Ce qui est intéressant avec le groupe, c’est qu’on s’entraide dès le début du projet parental. Il y a des personnes qui n’ont pas encore d’enfants, qui envisagent le projet d’enfants. Et déjà à ce stade les femmes lesbiennes se posent beaucoup de questions. Peut-on faire une procédure de procréation médicalement assistée au Luxembourg ou doit-on aller en Belgique, en Espagne ou ailleurs ? La procédure et les traitements seront-ils remboursés par la caisse de maladie ? Comment et où choisir le donneur de sperme ? Sur ces questions-là, on a beaucoup d’échange d’informations. Une autre problématique centrale concerne la nationalité : si la maman qui n’a pas porté veut adopter son enfant, mais que la législation de son pays d’origine ne le permet pas, l’adoption ne sera pas possible et elle ne pourra jamais se voir reconnaître les droits parentaux. C’est un énorme problème pour toutes les personnes dont le pays d’origine ne permet pas la reconnaissance des droits des personnes LGBTIQ+. La seule exception est à travers la double nationalité. Mais pour la recevoir, il faut déjà avoir passé au moins cinq ans dans le pays et bien parler le luxembourgeois. Donc ce n’est pas une solution pour beaucoup de gens.

Avez-vous déjà adressé des revendications aux responsables politiques ?

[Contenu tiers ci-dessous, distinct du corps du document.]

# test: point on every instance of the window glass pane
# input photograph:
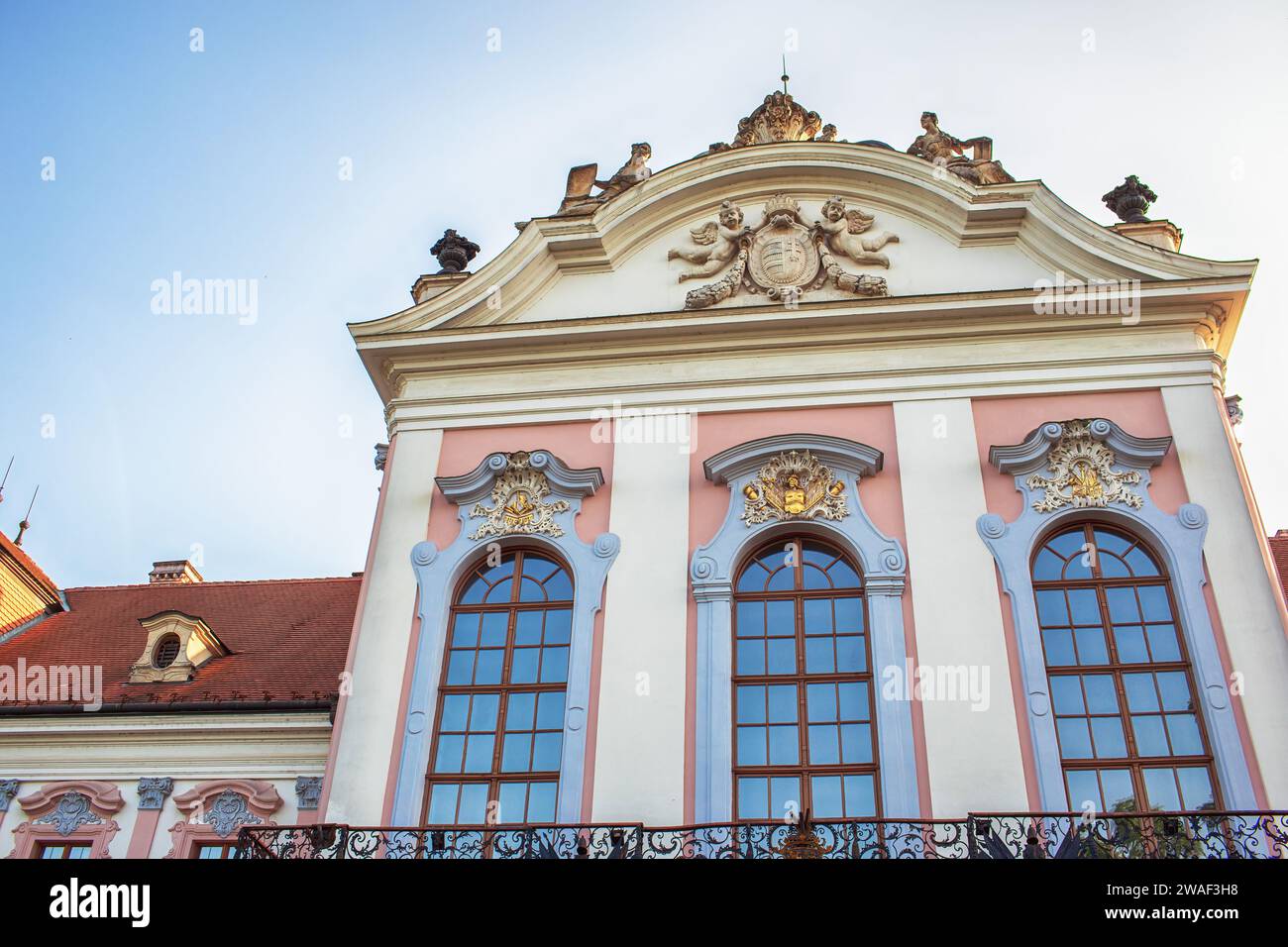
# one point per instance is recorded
(1117, 787)
(1153, 600)
(1074, 737)
(1197, 788)
(545, 751)
(559, 626)
(752, 750)
(519, 709)
(1131, 644)
(820, 699)
(1091, 646)
(492, 634)
(1160, 789)
(1162, 643)
(1067, 694)
(751, 703)
(554, 665)
(483, 711)
(849, 613)
(1140, 692)
(1176, 690)
(785, 795)
(861, 797)
(488, 668)
(1122, 604)
(823, 746)
(450, 751)
(782, 703)
(550, 710)
(850, 655)
(455, 711)
(473, 804)
(781, 655)
(751, 656)
(1108, 735)
(855, 742)
(478, 754)
(819, 656)
(752, 796)
(1083, 607)
(751, 618)
(513, 801)
(1102, 694)
(1184, 731)
(1150, 738)
(781, 617)
(442, 804)
(1059, 647)
(818, 616)
(527, 628)
(541, 801)
(1082, 789)
(827, 796)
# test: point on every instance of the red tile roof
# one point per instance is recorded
(1279, 551)
(287, 639)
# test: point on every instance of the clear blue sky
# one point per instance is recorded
(254, 441)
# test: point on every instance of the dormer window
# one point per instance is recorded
(165, 652)
(175, 647)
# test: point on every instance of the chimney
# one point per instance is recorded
(175, 571)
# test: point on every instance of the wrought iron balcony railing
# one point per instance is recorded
(996, 836)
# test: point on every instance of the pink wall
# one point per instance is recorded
(1140, 412)
(870, 424)
(463, 450)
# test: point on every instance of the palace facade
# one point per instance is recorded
(805, 482)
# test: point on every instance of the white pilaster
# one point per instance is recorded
(1249, 612)
(370, 719)
(974, 754)
(639, 746)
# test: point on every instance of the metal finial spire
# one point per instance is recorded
(24, 525)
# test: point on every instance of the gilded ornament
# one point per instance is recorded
(794, 484)
(1082, 474)
(518, 502)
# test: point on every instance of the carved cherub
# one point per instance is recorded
(841, 230)
(716, 243)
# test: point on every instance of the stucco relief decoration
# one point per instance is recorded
(72, 812)
(228, 812)
(794, 484)
(1082, 474)
(518, 502)
(784, 257)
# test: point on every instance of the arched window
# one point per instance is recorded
(1122, 690)
(803, 702)
(498, 732)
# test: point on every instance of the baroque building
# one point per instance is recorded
(814, 492)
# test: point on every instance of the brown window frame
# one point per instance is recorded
(1133, 763)
(493, 777)
(804, 771)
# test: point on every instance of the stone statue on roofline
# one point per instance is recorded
(578, 198)
(948, 153)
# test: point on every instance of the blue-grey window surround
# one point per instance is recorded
(712, 571)
(1177, 540)
(437, 577)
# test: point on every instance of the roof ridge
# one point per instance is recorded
(205, 583)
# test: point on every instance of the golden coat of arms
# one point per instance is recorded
(795, 484)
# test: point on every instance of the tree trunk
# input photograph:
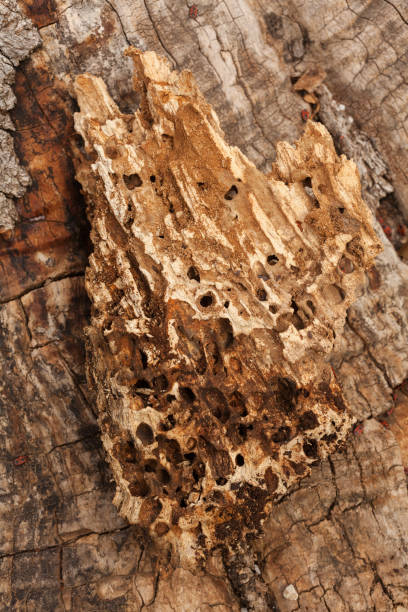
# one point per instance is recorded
(337, 539)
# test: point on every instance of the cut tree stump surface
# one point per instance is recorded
(339, 540)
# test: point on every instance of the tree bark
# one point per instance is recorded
(338, 539)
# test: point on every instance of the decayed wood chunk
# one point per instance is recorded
(217, 294)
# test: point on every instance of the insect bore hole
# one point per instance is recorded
(231, 193)
(132, 180)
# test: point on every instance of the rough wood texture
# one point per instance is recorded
(245, 56)
(217, 294)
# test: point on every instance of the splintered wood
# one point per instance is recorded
(217, 293)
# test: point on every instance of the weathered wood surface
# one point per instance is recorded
(341, 538)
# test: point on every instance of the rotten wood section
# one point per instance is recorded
(217, 292)
(246, 57)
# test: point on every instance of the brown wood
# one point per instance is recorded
(340, 537)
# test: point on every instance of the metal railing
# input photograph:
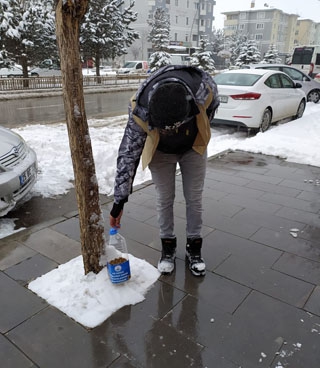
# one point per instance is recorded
(31, 83)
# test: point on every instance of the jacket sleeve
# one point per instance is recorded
(128, 160)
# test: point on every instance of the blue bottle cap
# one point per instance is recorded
(113, 231)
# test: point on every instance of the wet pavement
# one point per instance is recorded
(257, 306)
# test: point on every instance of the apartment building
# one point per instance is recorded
(307, 33)
(272, 26)
(189, 20)
(266, 26)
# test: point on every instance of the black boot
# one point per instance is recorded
(168, 255)
(193, 256)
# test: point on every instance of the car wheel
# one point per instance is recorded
(265, 120)
(314, 96)
(301, 108)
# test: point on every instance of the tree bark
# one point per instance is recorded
(68, 17)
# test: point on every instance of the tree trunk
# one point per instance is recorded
(68, 17)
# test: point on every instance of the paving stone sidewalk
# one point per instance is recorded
(257, 306)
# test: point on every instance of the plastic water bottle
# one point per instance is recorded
(116, 254)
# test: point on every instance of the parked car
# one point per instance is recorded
(104, 70)
(45, 72)
(256, 98)
(134, 67)
(310, 86)
(12, 71)
(18, 170)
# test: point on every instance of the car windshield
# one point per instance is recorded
(129, 64)
(236, 79)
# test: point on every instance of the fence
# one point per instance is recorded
(23, 84)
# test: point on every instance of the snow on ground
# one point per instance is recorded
(93, 298)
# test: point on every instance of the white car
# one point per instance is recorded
(104, 70)
(310, 86)
(45, 72)
(256, 98)
(12, 71)
(18, 170)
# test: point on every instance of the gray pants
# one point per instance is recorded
(193, 169)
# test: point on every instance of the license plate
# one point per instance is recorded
(223, 99)
(26, 175)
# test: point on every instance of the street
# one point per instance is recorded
(41, 110)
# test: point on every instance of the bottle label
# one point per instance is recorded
(119, 270)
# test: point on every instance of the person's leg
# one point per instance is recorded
(163, 171)
(193, 170)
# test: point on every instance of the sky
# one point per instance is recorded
(310, 10)
(91, 299)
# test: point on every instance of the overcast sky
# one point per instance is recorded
(308, 9)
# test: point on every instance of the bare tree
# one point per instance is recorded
(69, 14)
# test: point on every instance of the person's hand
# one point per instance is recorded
(115, 221)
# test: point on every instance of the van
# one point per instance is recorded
(134, 67)
(307, 59)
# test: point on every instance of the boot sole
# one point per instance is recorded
(194, 272)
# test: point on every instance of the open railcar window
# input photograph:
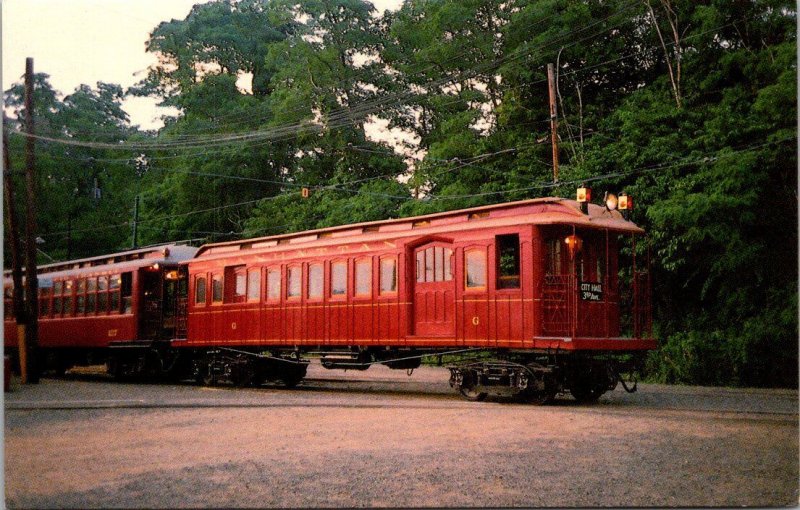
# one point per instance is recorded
(200, 290)
(507, 261)
(339, 278)
(274, 284)
(315, 281)
(475, 262)
(254, 285)
(388, 275)
(216, 288)
(364, 277)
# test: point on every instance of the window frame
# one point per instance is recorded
(289, 271)
(217, 277)
(366, 262)
(250, 285)
(498, 276)
(484, 253)
(319, 280)
(197, 287)
(332, 265)
(268, 297)
(395, 260)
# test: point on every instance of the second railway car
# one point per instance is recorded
(528, 298)
(109, 309)
(534, 284)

Effectivement, on est allées s’adresser directement au ministère de la Justice pour la question de la filiation, au ministère de la Santé pour les questions bioéthiques autour de la PMA et bientôt nous nous adresserons au ministère compétent en matière de droits sociaux. Ça, c’est une première chose : aller à la source où les lois sont créées. Après, une deuxième possibilité, c’est de formuler un avis sur le projet de loi via la consultation publique qui est ouverte à tous. Et puis, avec les élections qui arrivent bientôt, on va aller s’adresser aux candidat-es et leur demander ce qu’ils et elles proposent sur ces sujets-là.

Est-ce que vous avez déjà formulé un avis par rapport à la réforme de la loi sur la filiation ?


On a été consultées sur le projet de loi, mais nous n’avons pas encore formulé d’avis, non. Le projet de loi initial contenait de bons éléments, mais ne prenait pas toujours en compte le vécu des concernées. Nous avons pu contribuer en apportant des éléments concrets basés sur des situations existantes. Par exemple, si le projet de loi permet dès la naissance que les deux parents soient sur l’acte de naissance, cela peut créer un énorme problème pour les gens qui ne sont pas de nationalité luxembourgeoise et qui doivent envoyer le certificat de naissance de leur enfant dans leur pays d’origine pour obtenir des papiers d’identité pour l’enfant. Si vous pensez par exemple à des personnes dont le pays d’origine ne reconnaît pas le droit des personnes LGTBIQ+ : est-ce qu’on aura la certitude que ce pays acceptera d’octroyer des papiers d’identité à un enfant dont deux mamans apparaissent sur l’acte de naissance ? Il s’agit d’un problème extrêmement pratico-pratique que le législateur n’avait pas du tout envisagé. Comment concevoir un régime suffisamment souple pour ne pas créer ce genre de difficultés à ces couples ? Ce qui manque souvent, c’est une vision réaliste de ce qu’est le quotidien des gens à qui ces lois vont s’appliquer.

Quelle pourrait être une solution pour le problème que vous venez de mentionner ?


Le service de l’état civil pourrait fournir un extrait d’acte de naissance qui ne ferait apparaître qu’un seul des parents, la mère biologique, ou bien on pourrait envisager un délai de carence pour faire apparaître les deux parents sur le certificat. Il y a certainement des possibilités, mais il revient au législateur de décider quelle est la meilleure solution pour les enfants nés au Luxembourg.

Est-ce que vous faites de la publicité pour le groupe ?


Jusqu’à maintenant, on s’est surtout fait connaître via le bouche-à-oreille. Mais on est en train de mettre en place une page dédiée sur le site du Cigale. Notre groupe reste indépendant tant dans son fonctionnement que dans ses revendications, mais c’est quand même une émanation du Cigale.